C’est intéressant puisque en 2021, l’Église catholique annonçait être en déficit alors que rien qu’en Australie, par exemple, elle disposait d’un patrimoine de 30 milliards de dollars. On peut s’amuser à faire une estimation très grossière en divisant cette somme par les 5,5 millions de catholiques vivant en Australie pour dire qu’en moyenne l’Église gagne environ 5400$ par fidèle. Sachant qu’il y a 372 millions de catholiques en Europe, aux Etats-Unis, au Canada et en Australie, cela signifierai que l’église catholique a un peu plus de 2000 milliards de dollars de richesse, en prenant en compte uniquement les principaux pays occidentaux.
Mais même sans s’amuser à faire des estimations, le Vatican est un des plus redoutables acteurs économiques qui soit, avec un portefeuille financier totalisant l’équivalent de 5,6 milliards de dollars en 1970 et environ 10 milliards dans les années 80. S’ajoute à cela le fait que l’Église possède énormément de biens immobiliers, dont des églises évidemment, mais aussi des tonnes de propriétés acquises ou reçues (donations) des fidèles au cours des siècles. Étant l’une des institutions les plus stables de l’histoire, l’Église catholique peut alors contracter des prêts à des taux extrêmement favorables en utilisant ces propriétés comme garantie. Cet argent peut à son tour être investi dans un certain nombre de placements qui rapportent suffisamment pour couvrir facilement les intérêts et ainsi faire encore plus d’argent. Et ils ont pu faire ça décennie après décennie, siècle après siècle.

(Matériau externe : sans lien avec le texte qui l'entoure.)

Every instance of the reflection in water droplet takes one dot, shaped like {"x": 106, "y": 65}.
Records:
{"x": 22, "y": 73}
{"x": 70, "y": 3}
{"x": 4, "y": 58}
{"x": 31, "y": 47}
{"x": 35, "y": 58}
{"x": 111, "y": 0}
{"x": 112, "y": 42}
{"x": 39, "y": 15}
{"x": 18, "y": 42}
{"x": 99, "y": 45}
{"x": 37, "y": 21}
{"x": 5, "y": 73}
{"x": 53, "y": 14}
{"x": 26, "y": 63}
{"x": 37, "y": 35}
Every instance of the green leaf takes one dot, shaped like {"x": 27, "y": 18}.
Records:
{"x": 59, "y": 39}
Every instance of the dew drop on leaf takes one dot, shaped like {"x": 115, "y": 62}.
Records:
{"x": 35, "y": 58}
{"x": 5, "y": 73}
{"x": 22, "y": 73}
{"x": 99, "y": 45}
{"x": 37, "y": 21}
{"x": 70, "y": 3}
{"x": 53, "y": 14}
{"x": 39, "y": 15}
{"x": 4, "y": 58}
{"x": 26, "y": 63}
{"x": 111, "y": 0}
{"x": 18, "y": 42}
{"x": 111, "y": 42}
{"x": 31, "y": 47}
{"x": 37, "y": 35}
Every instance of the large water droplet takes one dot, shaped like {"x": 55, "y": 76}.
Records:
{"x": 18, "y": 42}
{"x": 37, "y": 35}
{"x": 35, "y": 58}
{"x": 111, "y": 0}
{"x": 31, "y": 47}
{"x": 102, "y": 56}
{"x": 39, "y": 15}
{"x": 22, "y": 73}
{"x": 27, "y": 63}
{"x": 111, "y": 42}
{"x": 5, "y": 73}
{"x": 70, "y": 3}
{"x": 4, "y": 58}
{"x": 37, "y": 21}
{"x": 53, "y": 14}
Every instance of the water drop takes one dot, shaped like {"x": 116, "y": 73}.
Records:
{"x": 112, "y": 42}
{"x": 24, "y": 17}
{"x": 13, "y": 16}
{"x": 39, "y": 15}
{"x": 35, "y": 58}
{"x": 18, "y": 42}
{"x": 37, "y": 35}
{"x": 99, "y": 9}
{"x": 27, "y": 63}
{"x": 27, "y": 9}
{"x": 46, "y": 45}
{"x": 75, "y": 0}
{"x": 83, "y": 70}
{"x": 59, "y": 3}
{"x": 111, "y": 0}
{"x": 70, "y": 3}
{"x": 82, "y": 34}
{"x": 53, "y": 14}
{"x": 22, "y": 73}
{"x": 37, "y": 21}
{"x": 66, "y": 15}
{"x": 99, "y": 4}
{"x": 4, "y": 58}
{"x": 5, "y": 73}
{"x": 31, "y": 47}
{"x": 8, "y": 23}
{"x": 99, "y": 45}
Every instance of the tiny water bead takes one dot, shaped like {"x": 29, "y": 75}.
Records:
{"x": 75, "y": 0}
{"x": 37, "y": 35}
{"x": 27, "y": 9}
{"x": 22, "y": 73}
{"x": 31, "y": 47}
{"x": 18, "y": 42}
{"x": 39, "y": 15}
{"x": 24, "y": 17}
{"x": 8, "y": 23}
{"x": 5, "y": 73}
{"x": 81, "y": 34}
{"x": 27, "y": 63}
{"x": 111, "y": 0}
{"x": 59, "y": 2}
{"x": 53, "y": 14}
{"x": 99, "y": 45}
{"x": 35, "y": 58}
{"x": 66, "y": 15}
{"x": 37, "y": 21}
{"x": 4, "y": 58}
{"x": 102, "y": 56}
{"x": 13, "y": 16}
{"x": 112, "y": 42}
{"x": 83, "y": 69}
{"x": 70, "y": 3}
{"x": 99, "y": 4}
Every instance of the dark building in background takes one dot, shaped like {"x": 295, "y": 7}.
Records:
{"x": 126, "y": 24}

Le Vatican devient naturellement l’organisation ultime qui a résisté à l’épreuve du temps comme aucune autre ! Même si le Vatican a des milliards de dollars aujourd’hui, il n’en a pas toujours été ainsi. Des siècles avant que l’église catholique ne devienne une holding capitaliste, le Vatican était un empire séculier dont l’existence n’était pas directement liée au catholicisme. Les papes étaient avant tout les rois du Vatican et agissaient également en tant que chefs suprêmes de l’Église romaine en Italie. A l’époque des papes rois, le Vatican contrôlait plus de 39 000 km² de terres en Italie, appelées états pontificaux. Et autant de fidèles [« des serfs »] reçus en héritages. Le fait d’avoir autant de terres aidait grandement à la gestion de l’une des cours les plus luxueuses d’Europe, les impôts des fidèles servant principalement à maintenir le style de vie des rois-papes et de leurs cardinaux.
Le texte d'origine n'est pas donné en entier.